UPS Freight, the less-than-truckload (LTL) unit of UPS Inc., will make pricing that's based on a shipment's density rather than the commodity's classification available to all interested customers by year's end, a spokeswoman for the unit said Friday.
UPS Freight began piloting a density-based rates program about a year ago with a small segment of its customer base, according to Sandy Adkins, a spokeswoman for the unit, which is based in Richmond, Va. In May, UPS Freight expanded the program to more of its customers, according to Adkins. "Our plan has been – and will continue to be – to slowly and methodically expand our offering of this optional pricing structure," she said in an e-mail.

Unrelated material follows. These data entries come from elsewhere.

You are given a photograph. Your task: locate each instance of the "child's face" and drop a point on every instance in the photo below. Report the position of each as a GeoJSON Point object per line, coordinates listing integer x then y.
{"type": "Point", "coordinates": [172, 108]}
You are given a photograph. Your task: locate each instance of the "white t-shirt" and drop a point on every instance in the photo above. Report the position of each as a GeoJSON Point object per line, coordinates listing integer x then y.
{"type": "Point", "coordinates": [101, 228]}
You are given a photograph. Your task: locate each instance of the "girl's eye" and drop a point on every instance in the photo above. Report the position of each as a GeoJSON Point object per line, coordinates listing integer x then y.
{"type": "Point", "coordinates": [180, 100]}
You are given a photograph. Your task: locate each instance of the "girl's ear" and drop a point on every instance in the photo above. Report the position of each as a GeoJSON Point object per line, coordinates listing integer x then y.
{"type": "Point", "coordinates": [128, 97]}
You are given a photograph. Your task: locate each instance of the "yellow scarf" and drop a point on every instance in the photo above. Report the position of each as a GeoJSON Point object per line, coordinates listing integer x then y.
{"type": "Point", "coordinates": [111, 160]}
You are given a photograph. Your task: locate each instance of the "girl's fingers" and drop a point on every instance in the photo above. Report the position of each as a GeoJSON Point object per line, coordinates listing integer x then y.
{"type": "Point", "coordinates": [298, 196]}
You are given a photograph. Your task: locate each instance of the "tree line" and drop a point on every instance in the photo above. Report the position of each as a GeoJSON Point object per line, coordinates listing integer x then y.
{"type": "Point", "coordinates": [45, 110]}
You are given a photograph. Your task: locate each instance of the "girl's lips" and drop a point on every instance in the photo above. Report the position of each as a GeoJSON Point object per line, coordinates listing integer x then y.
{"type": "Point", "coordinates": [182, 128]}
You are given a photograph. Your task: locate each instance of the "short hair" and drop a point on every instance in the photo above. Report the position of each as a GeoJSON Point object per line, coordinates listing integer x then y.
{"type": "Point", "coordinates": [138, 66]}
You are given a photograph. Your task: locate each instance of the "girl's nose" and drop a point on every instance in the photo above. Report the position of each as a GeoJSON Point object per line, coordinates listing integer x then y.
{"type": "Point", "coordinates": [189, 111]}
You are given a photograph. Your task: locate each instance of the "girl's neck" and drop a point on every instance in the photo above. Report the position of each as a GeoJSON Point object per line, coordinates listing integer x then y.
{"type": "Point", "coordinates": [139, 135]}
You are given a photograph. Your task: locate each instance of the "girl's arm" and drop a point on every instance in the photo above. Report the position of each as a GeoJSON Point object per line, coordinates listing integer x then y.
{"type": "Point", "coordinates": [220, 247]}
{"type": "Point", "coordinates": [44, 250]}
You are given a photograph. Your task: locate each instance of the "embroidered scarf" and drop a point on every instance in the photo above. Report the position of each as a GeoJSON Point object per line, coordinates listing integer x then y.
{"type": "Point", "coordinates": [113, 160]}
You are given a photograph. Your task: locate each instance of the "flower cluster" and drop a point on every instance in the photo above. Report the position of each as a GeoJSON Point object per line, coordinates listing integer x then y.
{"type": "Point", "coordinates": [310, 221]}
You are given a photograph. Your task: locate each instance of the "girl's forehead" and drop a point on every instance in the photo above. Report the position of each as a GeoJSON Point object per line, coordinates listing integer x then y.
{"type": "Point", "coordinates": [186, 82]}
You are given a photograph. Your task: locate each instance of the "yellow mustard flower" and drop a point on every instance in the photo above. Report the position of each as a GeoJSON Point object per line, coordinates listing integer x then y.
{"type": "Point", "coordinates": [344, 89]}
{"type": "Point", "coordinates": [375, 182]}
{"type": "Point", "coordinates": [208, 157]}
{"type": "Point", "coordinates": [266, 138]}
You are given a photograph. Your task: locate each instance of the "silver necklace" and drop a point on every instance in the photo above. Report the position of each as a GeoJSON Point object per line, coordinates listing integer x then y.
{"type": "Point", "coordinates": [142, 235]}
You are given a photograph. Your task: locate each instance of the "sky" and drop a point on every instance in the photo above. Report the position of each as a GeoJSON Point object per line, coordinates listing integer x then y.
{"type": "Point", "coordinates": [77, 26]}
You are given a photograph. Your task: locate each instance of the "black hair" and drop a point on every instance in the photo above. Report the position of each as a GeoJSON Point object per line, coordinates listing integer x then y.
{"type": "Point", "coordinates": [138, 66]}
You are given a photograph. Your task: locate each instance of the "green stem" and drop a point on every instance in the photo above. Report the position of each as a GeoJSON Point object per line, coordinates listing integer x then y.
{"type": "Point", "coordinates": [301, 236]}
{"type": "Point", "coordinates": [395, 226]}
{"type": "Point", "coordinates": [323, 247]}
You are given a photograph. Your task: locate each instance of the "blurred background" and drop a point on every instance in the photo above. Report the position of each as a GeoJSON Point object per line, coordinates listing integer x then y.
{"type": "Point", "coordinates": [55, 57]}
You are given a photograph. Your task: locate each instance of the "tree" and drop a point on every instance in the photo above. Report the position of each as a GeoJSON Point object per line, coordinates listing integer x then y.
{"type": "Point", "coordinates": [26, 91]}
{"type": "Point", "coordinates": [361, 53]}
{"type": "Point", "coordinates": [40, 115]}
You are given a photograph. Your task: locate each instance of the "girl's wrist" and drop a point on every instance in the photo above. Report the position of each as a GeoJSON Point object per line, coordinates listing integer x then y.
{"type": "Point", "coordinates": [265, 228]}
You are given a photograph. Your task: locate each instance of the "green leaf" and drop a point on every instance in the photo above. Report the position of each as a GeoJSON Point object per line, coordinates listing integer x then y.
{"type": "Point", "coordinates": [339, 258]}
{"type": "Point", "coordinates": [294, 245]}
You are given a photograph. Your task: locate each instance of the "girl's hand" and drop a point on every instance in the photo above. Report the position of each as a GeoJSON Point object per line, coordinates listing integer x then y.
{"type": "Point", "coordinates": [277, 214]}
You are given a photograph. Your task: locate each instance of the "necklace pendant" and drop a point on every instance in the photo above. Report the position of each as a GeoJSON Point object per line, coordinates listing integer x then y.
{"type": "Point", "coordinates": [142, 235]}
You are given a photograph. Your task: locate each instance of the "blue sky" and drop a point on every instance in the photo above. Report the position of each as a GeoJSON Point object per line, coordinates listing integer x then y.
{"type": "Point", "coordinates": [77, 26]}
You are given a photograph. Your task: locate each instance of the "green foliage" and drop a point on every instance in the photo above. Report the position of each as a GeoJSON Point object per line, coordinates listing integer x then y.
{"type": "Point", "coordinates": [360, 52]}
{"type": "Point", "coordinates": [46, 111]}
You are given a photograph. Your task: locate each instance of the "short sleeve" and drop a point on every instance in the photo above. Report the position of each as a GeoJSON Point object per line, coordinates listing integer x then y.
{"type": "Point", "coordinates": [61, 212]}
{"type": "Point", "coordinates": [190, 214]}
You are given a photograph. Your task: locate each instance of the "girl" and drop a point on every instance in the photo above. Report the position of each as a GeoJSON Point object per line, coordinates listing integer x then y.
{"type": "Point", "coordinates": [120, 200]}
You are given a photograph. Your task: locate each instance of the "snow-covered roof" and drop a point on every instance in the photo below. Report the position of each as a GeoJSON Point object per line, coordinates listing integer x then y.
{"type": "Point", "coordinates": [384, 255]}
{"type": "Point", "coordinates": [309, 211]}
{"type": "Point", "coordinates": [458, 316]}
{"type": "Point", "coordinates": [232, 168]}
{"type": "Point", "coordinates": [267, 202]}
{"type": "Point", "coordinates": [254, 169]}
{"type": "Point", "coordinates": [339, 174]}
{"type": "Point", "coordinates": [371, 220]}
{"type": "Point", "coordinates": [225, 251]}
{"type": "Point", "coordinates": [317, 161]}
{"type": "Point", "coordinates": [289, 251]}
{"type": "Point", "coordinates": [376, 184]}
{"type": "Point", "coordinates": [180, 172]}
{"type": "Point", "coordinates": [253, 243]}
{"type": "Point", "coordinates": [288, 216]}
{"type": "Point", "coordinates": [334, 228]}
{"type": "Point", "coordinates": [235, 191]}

Jack Holmes, president of UPS Freight, has said the unit would not make such pricing mandatory, noting that some customers might be more comfortable with the traditional method of pricing LTL shipments based on a commodity classification code established many decades ago.
The LTL industry is moving, albeit slowly, to shift its pricing to a formula based on a shipment's cubic dimensions rather than how it is classified by the National Motor Freight Traffic Association, a nonprofit group that maintains the code. For decades, carriers have mispriced many shipments, especially those classified as "Freight All Kinds," or FAK, by charging rates based on weight rather than dimension. This has led to de facto rate discounts on bulky, lightweight products that should be charged more because they occupy a disproportionate amount of space aboard a trailer.
A move to density-based or "dimensional" pricing would allow carriers to determine the true cost of each shipment based on weight and space utilized, thus generating more revenue per shipment. In anticipation of the shift, YRC Freight, the long-haul unit of LTL carrier YRC Worldwide Inc., plans to acquire nearly 40 dimensioning machines that will scan a shipment and calculate its cube.